Page:Le Tour du monde - 17.djvu/323

Le texte de cette page a été corrigé et est conforme au fac-similé.

leur vieux père veuf, sans quitter sa famille, avait pris l’habit monastique. Il vivait en méditations dans une petite case enfouie sous les pommiers. Mes plus agréables souvenirs me reportent au milieu de ces braves gens, qui me reçurent en ami sur la présentation du jeune étudiant. Leurs manières franches et ouvertes contrastaient dignement avec la soumission forcée et farouche des seuls paysans corvéables que j’avais vus jusque-là. Peu aisés, ils étaient simplement hospitaliers et appréciaient noblement la liberté. Ils lui étaient reconnaissants surtout de ce qu’elle leur donnait le droit d’offrir ce que les pauvres serfs font que le devoir de laisser prendre, et comprenaient que la dignité de l’homme est entre ce devoir et ce droit. En m’initiant aux aspirations politiques de la jeune Roumanie, l’étudiant m’éclaira sur le régime féodal encore en vigueur. Il serait trop long et inopportun de remonter aux différentes phases de remaniements de la constitution de la propriété ; d’ailleurs, une révolution a abrogé ces lois. Elle n’a pu encore réparer leurs désastreuses conséquences : — l’état précaire du paysan et du pays.

Une tombe. — Dessin de Lancelot.

Dans les deux principautés, les paysans cultivateurs se divisaient en deux classes, les petits propriétaires au nombre de cent dix mille et les corvéables, établis sur les domaines des boyards, de l’État et du clergé, qui étaient trois millions. Dans la Valachie seule, deux mille familles nobles avaient deux millions de corvéables ; en Moldavie, soixante mille familles cultivaient les biens des monastères,

Les conditions faites au paysan n’avaient d’analogie en aucune contrée de l’Europe. Le règlement organique de 1831 (œuvre du protectorat russe) établissait trois classes de paysans ; la plus favorisée recevait du propriétaire environ neuf arpents de terres cultivables ainsi divisés : un arpent pour maison et jardin, trois arpents en terre de labour, trois arpents de prairie à foin, deux arpents de pâturages.

Le paysan devait, pour loyer de ses terres, quatorze journées de travail, dont une de labour et une de transport de bois, et quatorze jours d’iobagie ou corvée. Il était de plus soumis à la dîme sur tous les produits, et à un droit de monopole sur tout objet de consommation, y compris le pain, le vin et l’eau-de-vie. Des calculs établissent que le paysan payait le loyer de ces terres à raison de vingt-cinq pour cent du prix de leur valeur. Le manque de débouchés ne lui permettait guère de tirer parti de ses produits, et il restait encore seul à supporter les impôts de l’État, le service militaire et la corvée des routes.
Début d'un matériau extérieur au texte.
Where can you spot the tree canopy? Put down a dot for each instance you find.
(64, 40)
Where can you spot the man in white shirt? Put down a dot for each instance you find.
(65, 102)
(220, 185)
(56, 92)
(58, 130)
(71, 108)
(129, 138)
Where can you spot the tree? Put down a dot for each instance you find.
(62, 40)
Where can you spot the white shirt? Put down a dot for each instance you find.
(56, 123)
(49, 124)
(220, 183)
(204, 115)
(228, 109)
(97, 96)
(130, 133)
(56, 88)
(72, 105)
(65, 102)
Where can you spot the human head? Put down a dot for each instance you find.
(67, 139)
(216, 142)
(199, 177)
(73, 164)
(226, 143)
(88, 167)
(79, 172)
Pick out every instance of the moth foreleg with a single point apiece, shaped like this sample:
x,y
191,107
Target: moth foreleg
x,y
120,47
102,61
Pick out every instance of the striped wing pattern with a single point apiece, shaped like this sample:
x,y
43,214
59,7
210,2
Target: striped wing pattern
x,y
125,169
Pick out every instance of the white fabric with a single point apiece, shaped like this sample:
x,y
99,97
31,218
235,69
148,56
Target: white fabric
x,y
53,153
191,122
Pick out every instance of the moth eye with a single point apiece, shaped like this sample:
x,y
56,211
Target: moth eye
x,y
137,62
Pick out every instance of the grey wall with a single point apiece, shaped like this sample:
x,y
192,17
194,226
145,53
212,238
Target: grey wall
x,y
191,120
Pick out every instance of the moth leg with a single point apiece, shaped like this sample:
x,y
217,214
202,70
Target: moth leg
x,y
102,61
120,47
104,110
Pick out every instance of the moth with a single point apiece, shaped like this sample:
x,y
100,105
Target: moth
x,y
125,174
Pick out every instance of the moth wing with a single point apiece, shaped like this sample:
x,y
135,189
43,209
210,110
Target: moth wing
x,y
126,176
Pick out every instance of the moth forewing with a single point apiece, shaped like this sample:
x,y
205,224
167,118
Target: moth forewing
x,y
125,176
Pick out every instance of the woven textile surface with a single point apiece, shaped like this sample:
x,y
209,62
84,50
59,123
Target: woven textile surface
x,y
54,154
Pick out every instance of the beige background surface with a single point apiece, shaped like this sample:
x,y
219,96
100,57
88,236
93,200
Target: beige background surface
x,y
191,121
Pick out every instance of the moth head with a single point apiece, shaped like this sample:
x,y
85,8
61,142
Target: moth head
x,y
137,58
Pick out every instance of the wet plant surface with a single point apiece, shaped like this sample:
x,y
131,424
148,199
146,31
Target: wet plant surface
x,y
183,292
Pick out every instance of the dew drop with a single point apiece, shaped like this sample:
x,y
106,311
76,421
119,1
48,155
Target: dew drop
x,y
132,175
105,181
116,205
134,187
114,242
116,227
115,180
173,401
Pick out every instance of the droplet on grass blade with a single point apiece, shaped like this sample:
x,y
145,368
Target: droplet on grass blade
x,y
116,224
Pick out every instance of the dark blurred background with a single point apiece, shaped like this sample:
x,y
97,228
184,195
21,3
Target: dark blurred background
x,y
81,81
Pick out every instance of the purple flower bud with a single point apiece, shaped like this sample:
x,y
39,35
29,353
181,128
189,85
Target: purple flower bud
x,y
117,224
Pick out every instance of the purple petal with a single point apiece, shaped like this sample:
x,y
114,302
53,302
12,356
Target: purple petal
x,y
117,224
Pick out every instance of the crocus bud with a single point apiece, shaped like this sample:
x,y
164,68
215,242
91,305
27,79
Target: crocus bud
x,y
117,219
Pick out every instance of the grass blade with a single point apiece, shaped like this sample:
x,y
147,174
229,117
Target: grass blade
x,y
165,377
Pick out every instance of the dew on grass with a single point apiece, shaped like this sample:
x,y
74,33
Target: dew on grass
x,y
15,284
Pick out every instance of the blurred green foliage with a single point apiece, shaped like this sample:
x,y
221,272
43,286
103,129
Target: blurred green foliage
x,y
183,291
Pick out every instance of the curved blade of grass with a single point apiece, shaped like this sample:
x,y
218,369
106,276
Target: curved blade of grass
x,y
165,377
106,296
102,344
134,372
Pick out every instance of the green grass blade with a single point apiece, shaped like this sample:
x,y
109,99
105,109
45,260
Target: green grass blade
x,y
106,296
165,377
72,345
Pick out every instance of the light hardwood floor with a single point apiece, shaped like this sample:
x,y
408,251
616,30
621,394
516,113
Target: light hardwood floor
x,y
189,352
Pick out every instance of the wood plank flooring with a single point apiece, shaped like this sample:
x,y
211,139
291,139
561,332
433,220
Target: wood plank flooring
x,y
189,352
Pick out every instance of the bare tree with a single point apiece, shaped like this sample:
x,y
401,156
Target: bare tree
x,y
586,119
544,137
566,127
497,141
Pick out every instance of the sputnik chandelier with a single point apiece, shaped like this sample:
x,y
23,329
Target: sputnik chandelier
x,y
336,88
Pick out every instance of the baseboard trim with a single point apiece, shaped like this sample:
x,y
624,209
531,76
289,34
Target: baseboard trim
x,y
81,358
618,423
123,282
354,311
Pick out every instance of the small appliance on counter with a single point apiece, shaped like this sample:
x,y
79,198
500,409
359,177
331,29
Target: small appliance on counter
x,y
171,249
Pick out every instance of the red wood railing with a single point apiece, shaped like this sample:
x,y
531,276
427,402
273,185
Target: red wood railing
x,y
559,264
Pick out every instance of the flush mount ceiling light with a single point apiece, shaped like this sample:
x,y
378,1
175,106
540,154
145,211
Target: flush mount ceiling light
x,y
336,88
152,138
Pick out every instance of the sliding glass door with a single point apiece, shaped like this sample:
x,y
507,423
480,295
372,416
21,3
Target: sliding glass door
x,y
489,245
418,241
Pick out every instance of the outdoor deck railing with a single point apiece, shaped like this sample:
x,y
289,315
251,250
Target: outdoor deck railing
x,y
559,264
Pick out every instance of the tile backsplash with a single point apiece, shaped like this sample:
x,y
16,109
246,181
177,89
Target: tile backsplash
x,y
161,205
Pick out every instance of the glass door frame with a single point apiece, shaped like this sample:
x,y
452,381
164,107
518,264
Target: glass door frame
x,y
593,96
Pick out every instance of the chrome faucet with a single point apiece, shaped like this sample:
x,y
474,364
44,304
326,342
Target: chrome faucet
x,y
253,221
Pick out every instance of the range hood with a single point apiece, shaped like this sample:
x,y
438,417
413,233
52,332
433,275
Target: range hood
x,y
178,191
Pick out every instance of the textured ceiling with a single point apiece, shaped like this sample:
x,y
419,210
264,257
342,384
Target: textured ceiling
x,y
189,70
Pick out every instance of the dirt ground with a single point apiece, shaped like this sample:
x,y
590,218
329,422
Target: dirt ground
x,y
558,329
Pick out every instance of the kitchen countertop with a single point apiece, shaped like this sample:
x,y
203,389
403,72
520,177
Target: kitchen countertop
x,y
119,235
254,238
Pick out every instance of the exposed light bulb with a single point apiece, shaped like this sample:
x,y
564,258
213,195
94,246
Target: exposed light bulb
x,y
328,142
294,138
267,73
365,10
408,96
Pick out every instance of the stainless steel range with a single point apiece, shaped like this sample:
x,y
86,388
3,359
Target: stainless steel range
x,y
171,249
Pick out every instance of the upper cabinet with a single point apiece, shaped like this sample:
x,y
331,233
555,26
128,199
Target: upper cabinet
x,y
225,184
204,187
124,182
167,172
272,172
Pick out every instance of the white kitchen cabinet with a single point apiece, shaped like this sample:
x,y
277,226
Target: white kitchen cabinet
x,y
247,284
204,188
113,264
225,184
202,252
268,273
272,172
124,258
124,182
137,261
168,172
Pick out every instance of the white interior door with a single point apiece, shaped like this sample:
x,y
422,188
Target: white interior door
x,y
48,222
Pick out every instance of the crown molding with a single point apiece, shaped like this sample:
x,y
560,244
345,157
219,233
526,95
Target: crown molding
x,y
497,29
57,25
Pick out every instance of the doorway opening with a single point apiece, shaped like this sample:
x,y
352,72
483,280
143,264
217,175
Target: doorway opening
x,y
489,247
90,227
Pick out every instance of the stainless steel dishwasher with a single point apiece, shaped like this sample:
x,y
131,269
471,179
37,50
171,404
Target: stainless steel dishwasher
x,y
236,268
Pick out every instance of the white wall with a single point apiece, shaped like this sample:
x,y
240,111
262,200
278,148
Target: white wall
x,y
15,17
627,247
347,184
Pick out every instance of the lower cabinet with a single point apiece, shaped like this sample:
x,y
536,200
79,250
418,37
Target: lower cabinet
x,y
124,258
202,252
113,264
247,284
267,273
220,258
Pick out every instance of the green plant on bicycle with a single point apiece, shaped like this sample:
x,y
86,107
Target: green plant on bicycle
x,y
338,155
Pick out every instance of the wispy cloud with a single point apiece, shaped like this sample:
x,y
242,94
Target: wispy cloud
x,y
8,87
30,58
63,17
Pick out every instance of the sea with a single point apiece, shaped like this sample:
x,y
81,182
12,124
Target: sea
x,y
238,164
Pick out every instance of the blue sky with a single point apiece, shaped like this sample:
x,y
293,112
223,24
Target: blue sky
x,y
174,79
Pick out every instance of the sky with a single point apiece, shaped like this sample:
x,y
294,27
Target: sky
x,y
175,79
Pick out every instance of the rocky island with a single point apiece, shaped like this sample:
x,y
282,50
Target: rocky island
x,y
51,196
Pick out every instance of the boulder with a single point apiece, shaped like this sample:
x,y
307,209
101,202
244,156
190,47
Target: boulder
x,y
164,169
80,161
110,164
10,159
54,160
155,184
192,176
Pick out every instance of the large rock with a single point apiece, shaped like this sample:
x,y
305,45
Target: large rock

Une meule de foin. — Dessin de Lancelot

Si le paysan s’absentait plus d’un an, sa maison, ses plantations, appartenaient de droit au propriétaire. Il ne pouvait changer de domicile avant d’avoir déposé le montant de sa captation pour les années, à courir jusqu’au prochain recensement, qui n’a lieu que de sept ans en sept ans, et d’avoir payé au propriétaire les redevances de l’année courante.

Le propriétaire, lui, avait le droit de l’expulser et n’était tenu que de le prévenir une année d’avance. Quelque oppressives qu’elles paraissent, c’étaient là les conditions légales ; on comprendra ce que la force et l’abus surent en faire, en lisant le discours d’un paysan roumain, membre en 1848 d’une commission d’examen et de réforme de la constitution de la propriété :

« … Si le ciocoï (boyard) avait pu mettre la main sur le soleil, il s’en serait emparé et aurait vendu au paysan, contre de l’argent, la lumière et la chaleur de Dieu ! Si le siocoï avait pu prendre possession des eaux de la mer, il en eût fait un objet de spéculation, et il aurait asservi le paysan par les ténèbres, par le froid, par la soif, comme il l’a asservi par la faim, en s’emparant de la terre !

« Direz-vous, boyards, que vous avez acheté la terre avec de l’argent ? Mais votre richesse n’est pas le fruit de votre travail, elle est faite au prix de la sueur de nos fronts, sous les coups de votre fouet, joint au fouet gouvernemental. Voudriez-vous dire que vous avez conquis cette terre avec le glaive, dans les siècles passés et oubliés ? Mais nous, où étions-nous donc alors ? N’étions-nous pas par hasard avec vous et dans vos rangs ?

« Depuis que vous l’avez conquise par le sabre, l’avez-vous si bien gardée avec le sabre, que le pied d’un ennemi ne l’ait foulée ?… Non, messieurs ; vous avez, pour sauver lâchement votre vie, abandonné au sabre cette terre que vous aviez gagnée par le sabre.